In response to Barrett's confirmation, many on the left have now called for the expansion of the Supreme Court. In 1937, President Franklin D. Roosevelt tried to add more Justices to the Court but was rebuffed in his attempt by the Democratic-controlled Senate. The Senate was correct to reject court-packing in 1937 and would be wise to do the same regarding any future attempts to pack the court. The biggest problem with court-packing is that the Supreme Court would become a tit-for-tat system, expanded everytime the President and the Senate belong to the same political party. For example, if the Democrats add two Justices to the court, the Republicans can respond by adding three Justices to the court next time they’re in control. This would create a never-ending cycle in which the Supreme Court is continuously expanded and made more and more partisan.
Gone would be the days where the Supreme Court was independent of the Executive Branch; instead, it would be submissive to Washington's political parties. As Democratic Senator Burton Wheeler stated during Roosevelt’s administration, court-packing would "create now a political court to echo the ideas of the Executive and... a weapon that can cut down those guaranties of liberty written into your great document by the blood of your forefathers and that can extinguish your right of liberty, of speech, of thought, of action, and of religion. A weapon whose use is only dictated by the conscience of the wielder." Court-packing would eliminate the entire judicial review process as established in the case of Marbury v. Madison in 1803. Before Coney Barrett's confirmation to the Supreme Court, the Court had a 5-4 conservative majority, but through judicial review, many actions of the Trump Administration were struck down, such as Trump's attacks on the United States Census and DACA. Packing the Supreme Court would potentially allow a President of the United States to dismantle fundamental American ideals such as separation of powers and civil liberties. The highest court cannot remain a credible body, much less the head of a separate government branch, if it is transformed into an easily manipulated toy of the Executive Branch.

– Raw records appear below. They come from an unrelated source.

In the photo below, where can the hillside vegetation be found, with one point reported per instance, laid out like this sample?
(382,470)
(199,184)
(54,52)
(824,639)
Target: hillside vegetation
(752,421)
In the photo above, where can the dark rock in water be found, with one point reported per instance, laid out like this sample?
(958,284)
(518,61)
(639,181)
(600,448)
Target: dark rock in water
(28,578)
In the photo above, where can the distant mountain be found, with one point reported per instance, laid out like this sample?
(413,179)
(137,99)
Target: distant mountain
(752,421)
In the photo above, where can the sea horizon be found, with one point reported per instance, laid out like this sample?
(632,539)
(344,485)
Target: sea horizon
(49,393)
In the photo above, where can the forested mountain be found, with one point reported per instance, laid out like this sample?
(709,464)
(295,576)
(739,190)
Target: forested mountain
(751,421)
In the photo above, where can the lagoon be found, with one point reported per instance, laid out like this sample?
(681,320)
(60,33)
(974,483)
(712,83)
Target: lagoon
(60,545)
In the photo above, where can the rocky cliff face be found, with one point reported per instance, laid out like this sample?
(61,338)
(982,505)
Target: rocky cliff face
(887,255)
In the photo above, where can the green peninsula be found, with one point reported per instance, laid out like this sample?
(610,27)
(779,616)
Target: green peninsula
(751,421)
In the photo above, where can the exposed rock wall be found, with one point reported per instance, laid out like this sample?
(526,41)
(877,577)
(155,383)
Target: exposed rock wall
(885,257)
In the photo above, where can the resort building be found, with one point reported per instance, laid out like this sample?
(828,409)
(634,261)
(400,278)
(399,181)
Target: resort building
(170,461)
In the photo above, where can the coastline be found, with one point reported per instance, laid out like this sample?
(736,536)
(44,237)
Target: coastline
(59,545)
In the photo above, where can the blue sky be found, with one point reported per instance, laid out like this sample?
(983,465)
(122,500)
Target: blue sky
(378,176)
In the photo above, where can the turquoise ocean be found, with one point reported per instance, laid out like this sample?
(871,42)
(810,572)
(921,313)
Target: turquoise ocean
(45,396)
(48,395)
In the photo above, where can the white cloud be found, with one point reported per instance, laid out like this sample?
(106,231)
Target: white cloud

In addition to the confirmation of Amy Coney Barrett, Mitch McConnell has politicized America's judiciary system. With the confirmation of many justices that this writer considers unqualified, including Justin Walker, Sarah Pitlyk, and Lawrence VanDyke, the courts have begun to shift into a tool weaponized by politicians, instead of individually important representatives of America’s democracy (although, it should be noted that other Judicial nominees, such as Josh Wolson and David Stras, were qualified). If Democrats want to combat the politicization of the courts, they should propose term-limits of 18 years upon Supreme Court Justices, or consider the creation of new federal circuits to handle the sizable federal caseload.